Olympiad calculus problem

This problem is from a qualifying round in a Colombian math Olympiad, I thought some time about it but didn't make any progress. It is as follows.
Given a continuous function $f : [0,1] \to \mathbb{R}$ such that $$\int_0^1{f(x)\, dx} = 0$$ Prove that there exists $c \in (0,1) $ such that $$\int_0^c{xf(x) \, dx} = 0$$ I will appreciate any help with it.

Solution 1:

[Major edit to make the second part of the proof a lemma]

Define:

$$F(x) = \int_0^x{f(t)\, dt}$$

Then $F(0)=F(1)=0$, and $F'(x)=f(x)$

Integrating by parts, we see that:

$$\int_0^t{xf(x) \, dx} = t F(t) - \int_0^t{F(x)\, dx}$$

To prove the theorem, we must find a $c \in (0,1)$ such that:

$$ F(c) = {\frac{1}{c}}\int_0^c{F(x)\, dx}$$

This is shown with via the following:

Lemma: If $F$ is a continuous function on $[0,1]$ such that $F(0)=F(1)$ then there is a $c\in (0,1)$ such that: $$ F(c) = {\frac{1}{c}}\int_0^c{F(x)\, dx}$$

Proof: Define:

$$G(t) = {\frac{1}{t}}\int_0^t{F(x)\, dx}$$

$G(t)$ is continuous and defined on $[0,1]$ (the value at $t=0$ is defined as the limit, and is just $F(0)$ by the fundamental theorem of calculus.)

$G(t)$ is the average of $F(x)$ for $x\in(0,t)$, so $G(t)$ must have as an upper bound the upper bound of $F$. That is, for all $t\in [0,1]$, $G(t)\leq \operatorname{max}_{x\in[0,1]} F(x).$

Since $F$ is continuous, there must be an $x_M \in [0,1]$ such that $F(x_M)= \operatorname{max}_{x\in[0,1]} F(x)$. Then, setting $t=x_M$, we see that:

$$G(x_M)\leq \operatorname{max}_{x\in[0,1]} F(x) = F(x_M)$$

Similarly, we have that $G(t)\geq \operatorname{min} F(x)$, and thus, when $F(x_m) = \operatorname{min}_{x\in[0,1]} F(x)$, we have $G(x_m)\geq F(x_m)$.

So the continuous function $H(x)=G(x)-F(x)$ has the property that $H(x_M)\leq 0$ and $H(x_m)\geq 0$. By the intermediate value theorem, there must be a $c$ between $x_m$ and $x_M$, inclusive, such that $H(c)=0$, and hence $F(c)=G(c)$.

If we can find $x_m$ and $x_M$ in $(0,1)$ - that is, not on the boundary - then we know that $c\in (0,1)$ and we are done.

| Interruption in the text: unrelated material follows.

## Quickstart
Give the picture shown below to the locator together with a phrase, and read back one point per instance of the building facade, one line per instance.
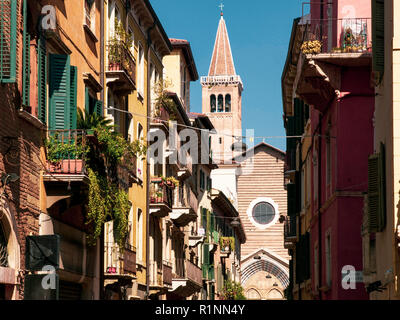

If both $x_m$ and $x_M$ are on the boundary, then the maximum and minimum of $F$ are equal, and thus $F$ is constant, and hence we can choose any $c$.

So assume that $F(0)=F(1)$ is the minimum value for $F$, and that $F$ does not take the minimum value anywhere else on $[0,1]$. Then $F(x)>F(1)$ for all $x\in(0,1)$, so we know that $G(1)>F(1)$. So $H(1)>0$ and $H(x_M)\leq0$. Hence, there must be a $c$ in $[x_M,1]$ with $H(c)=0.$ But $c\neq 1$, so we know that $c \in [x_M,1)\subset(0,1)$.

Solution 2:

This is a streamlined version of Thomas Andrews' proof:

Put $F(x):=\int_0^x f(t)dt$ and consider the auxiliary function $\phi(x)={1\over x}\int_0^x F(t)dt$. Then $\phi(0)=0$, $\ \phi(1)=\int_0^1 F(t)dt=:\alpha$, and by partial integration one obtains $$\phi'(x)=-{1\over x^2}\int_0^xF(t)dt +{1\over x}F(x)={1\over x^2}\int_0^x t f(t)dt\ .$$ The mean value theorem provides a $\xi\in(0,1)$ with $\phi'(\xi)=\alpha$. If $\alpha$ happens to be $0$ we are done. Otherwise we invoke $F(1)=0$ and conclude that $\phi'(1)=-\alpha$. It follows that there is a $\xi'\in(\xi,1)$ with $\phi'(\xi')=0$.